3D Reconstruction

GRNet: Gridding Residual Network for Dense Point Cloud Completion Haozhe Xie, Hongxun Yao, Shangchen Zhou, Jiageng Mao, Shengping Zhang, Wenxiu Sun Abstract Estimating the complete 3D point cloud from an incomplete one is a key problem in many vision and robotics applications. Mainstream methods (e.g., PCN and TopNet) use Multi-layer Perceptrons (MLPs) to directly process point clouds, which may cause the loss of details because the structural and context of point clouds are not fully considered. To solve this problem, we introduce 3D grids as intermediate representations to regularize unordered point clouds. We therefore propose a novel Gridding Residual Network (GRNet) for point cloud completion. In particular, we devise two novel differentiable layers, named Gridding and Gridding Reverse, to convert between point clouds and 3D grids without losing structural information. We also present the differentiable Cubic Feature Sampling layer to extract features of neighboring points, which preserves context information. In addition, we design a new loss function, namely Gridding Loss, to calculate the L1 distance between the 3D grids of the predicted and ground truth point clouds, which is helpful to recover details. Experimental results indicate that the proposed GRNet performs favorably against state-of-the-art methods on the ShapeNet, Completion3D, and KITTI benchmarks.
Toward 3D Object Reconstruction from Stereo Images Haozhe Xie, Hongxun Yao, Shangchen Zhou, Shengping Zhang, Xiaojun Tong, Wenxiu Sun Abstract Inferring the complete 3D shape of an object from an RGB image has shown impressive results, however, existing methods rely primarily on recognizing the most similar 3D model from the training set to solve the problem. These methods suffer from poor generalization and may lead to low-quality reconstructions for unseen objects. Nowadays, stereo cameras are pervasive in emerging devices such as dual-lens smartphones and robots, which enables the use of the two-view nature of stereo images to explore the 3D structure and thus improve the reconstruction performance. In this paper, we propose a new deep learning framework for reconstructing the 3D shape of an object from a pair of stereo images, which reasons about the 3D structure of the object by taking bidirectional disparities and feature correspondences between the two views into account. Besides, we present a large-scale synthetic benchmarking dataset, namely StereoShapeNet, containing 1,052,976 pairs of stereo images rendered from ShapeNet along with the corresponding bidirectional depth and disparity maps. Experimental results on the StereoShapeNet benchmark demonstrate that the proposed framework outperforms the state-of-the-art methods.

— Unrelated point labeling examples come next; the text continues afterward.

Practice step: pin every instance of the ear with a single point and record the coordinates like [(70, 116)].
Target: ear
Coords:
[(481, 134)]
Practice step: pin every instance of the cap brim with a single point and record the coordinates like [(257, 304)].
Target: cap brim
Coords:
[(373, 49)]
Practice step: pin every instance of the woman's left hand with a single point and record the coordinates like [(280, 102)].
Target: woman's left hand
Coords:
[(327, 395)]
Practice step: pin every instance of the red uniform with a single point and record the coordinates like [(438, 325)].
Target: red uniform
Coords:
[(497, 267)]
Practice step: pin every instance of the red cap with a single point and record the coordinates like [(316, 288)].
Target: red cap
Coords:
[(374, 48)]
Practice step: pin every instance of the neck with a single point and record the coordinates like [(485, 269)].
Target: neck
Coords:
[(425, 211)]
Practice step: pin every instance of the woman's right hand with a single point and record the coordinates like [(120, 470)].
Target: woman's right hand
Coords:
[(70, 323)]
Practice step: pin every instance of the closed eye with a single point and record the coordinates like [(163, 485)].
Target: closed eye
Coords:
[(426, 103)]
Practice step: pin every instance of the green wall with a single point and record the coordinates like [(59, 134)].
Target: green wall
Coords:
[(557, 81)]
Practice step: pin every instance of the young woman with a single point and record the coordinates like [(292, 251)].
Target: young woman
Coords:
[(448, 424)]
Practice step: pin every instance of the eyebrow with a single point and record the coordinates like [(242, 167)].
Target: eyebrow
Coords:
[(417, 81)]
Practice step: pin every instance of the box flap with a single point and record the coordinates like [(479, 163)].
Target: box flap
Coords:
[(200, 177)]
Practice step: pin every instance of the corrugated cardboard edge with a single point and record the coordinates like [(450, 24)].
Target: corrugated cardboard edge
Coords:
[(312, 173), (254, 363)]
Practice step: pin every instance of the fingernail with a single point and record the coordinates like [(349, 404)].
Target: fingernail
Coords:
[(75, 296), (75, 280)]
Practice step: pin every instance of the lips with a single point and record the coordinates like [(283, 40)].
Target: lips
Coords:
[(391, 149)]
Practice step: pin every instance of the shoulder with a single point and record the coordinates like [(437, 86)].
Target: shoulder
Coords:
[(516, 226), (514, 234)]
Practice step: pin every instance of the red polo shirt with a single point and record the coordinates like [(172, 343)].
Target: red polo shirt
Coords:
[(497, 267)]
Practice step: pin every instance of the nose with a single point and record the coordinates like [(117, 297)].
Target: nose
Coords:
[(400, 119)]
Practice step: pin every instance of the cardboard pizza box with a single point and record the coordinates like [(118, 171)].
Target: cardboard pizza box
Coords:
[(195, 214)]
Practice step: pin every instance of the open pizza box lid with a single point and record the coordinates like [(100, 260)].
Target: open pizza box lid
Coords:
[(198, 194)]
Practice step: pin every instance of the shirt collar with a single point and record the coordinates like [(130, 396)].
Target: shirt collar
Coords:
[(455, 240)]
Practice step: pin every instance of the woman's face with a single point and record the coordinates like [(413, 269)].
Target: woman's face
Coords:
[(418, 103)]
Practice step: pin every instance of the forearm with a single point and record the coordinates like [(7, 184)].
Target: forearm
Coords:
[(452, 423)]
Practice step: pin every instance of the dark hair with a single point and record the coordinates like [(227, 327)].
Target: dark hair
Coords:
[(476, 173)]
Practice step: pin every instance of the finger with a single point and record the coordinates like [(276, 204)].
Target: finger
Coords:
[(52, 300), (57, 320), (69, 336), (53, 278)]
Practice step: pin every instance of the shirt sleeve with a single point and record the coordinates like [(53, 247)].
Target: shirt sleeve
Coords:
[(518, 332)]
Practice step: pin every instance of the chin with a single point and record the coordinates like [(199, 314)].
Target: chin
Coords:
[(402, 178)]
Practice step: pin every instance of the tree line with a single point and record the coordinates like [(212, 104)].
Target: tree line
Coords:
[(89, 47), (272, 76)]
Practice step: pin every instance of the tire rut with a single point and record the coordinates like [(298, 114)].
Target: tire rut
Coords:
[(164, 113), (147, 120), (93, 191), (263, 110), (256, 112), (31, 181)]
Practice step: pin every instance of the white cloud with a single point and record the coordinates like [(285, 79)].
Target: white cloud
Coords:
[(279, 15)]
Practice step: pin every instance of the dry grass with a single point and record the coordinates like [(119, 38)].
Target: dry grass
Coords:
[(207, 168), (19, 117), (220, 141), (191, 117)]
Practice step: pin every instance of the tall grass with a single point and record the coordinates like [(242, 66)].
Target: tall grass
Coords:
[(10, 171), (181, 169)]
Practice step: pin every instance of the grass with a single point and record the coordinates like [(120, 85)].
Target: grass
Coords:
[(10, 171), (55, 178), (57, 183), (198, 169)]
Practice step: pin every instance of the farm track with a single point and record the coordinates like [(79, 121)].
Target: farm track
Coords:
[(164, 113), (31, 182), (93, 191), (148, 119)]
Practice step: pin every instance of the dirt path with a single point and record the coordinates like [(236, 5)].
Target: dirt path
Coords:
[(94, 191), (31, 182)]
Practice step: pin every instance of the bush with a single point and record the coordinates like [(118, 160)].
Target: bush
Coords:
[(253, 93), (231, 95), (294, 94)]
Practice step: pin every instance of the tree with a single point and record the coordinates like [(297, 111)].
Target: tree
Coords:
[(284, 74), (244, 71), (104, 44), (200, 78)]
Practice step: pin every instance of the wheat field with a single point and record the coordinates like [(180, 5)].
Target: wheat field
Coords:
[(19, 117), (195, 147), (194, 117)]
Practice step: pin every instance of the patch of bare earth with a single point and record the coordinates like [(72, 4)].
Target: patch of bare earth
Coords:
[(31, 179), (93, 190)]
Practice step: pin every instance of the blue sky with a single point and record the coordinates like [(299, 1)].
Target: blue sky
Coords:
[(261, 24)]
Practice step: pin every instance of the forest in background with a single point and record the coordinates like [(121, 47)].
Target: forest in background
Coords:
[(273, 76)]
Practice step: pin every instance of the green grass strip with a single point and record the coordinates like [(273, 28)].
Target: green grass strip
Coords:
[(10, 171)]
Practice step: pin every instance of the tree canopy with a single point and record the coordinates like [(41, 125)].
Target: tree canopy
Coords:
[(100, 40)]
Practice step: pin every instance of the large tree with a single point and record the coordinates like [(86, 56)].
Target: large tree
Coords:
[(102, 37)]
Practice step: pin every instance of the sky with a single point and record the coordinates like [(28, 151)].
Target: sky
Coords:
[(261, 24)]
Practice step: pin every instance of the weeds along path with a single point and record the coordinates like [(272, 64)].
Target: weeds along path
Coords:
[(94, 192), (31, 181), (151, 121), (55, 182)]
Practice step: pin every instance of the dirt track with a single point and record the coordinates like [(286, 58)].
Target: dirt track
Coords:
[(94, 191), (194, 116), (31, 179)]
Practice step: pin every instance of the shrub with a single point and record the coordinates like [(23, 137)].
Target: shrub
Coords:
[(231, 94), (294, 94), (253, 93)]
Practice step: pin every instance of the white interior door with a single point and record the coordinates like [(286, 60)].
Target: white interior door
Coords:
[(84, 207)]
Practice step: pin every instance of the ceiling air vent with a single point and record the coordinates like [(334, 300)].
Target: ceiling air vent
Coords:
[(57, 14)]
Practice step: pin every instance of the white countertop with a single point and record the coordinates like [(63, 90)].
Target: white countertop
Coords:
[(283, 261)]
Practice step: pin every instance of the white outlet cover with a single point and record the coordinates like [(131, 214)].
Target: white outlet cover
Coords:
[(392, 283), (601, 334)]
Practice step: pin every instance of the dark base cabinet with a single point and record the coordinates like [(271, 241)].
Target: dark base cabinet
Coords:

Pix2Vox: Context-aware 3D Reconstruction from Single and Multi-view Images Haozhe Xie, Hongxun Yao, Xiaoshuai Sun, Shangchen Zhou, Shengping Zhang, Wenxiu Sun Abstract Recovering the 3D representation of an object from single-view or multi-view RGB images by deep neural networks has attracted increasing attention in the past few years. Several mainstream works (e.g., 3D-R2N2) use recurrent neural networks (RNNs) to fuse multiple feature maps extracted from input images sequentially. However, when given the same set of input images with different orders, RNN-based approaches are unable to produce consistent reconstruction results. Moreover, due to long-term memory loss, RNNs cannot fully exploit input images to refine reconstruction results. To solve these problems, we propose a novel framework for single-view and multi-view 3D reconstruction, named Pix2Vox. By using a well-designed encoder-decoder, it generates a coarse 3D volume from each input image. Then, a context-aware fusion module is introduced to adaptively select high-quality reconstructions for each part (e.g., table legs) from different coarse 3D volumes to obtain a fused 3D volume. Finally, a refiner further refines the fused 3D volume to generate the final output. Experimental results on the ShapeNet and Pix3D benchmarks indicate that the proposed Pix2Vox outperforms state-of-the-arts by a large margin. Furthermore, the proposed method is 24 times faster than 3D-R2N2 in terms of backward inference time. The experiments on ShapeNet unseen 3D categories have shown the superior generalization abilities of our method.
Weighted Voxel: a novel voxel representation for 3D reconstruction Haozhe Xie, Hongxun Yao, Xiaoshuai Sun, Shangchen Zhou, Xiaojun Tong Abstract 3D reconstruction has been attracting increasing attention in the past few years. With the surge of deep neural networks, the performance of 3D reconstruction has been improved significantly. However, the voxel reconstructed by extant approaches usually contains lots of noise and leads to heavy computation. In this paper, we define a new voxel representation, named Weighted Voxel. It provides more abundant information, facilitating the subsequent learning and generalization steps. Unlike regular voxel which consists of zero-one, the proposed Weighted Voxel makes full use of the structure information of voxels. Experimental results demonstrate that Weighted Voxel not only performs better in reconstruction but also takes less time in training.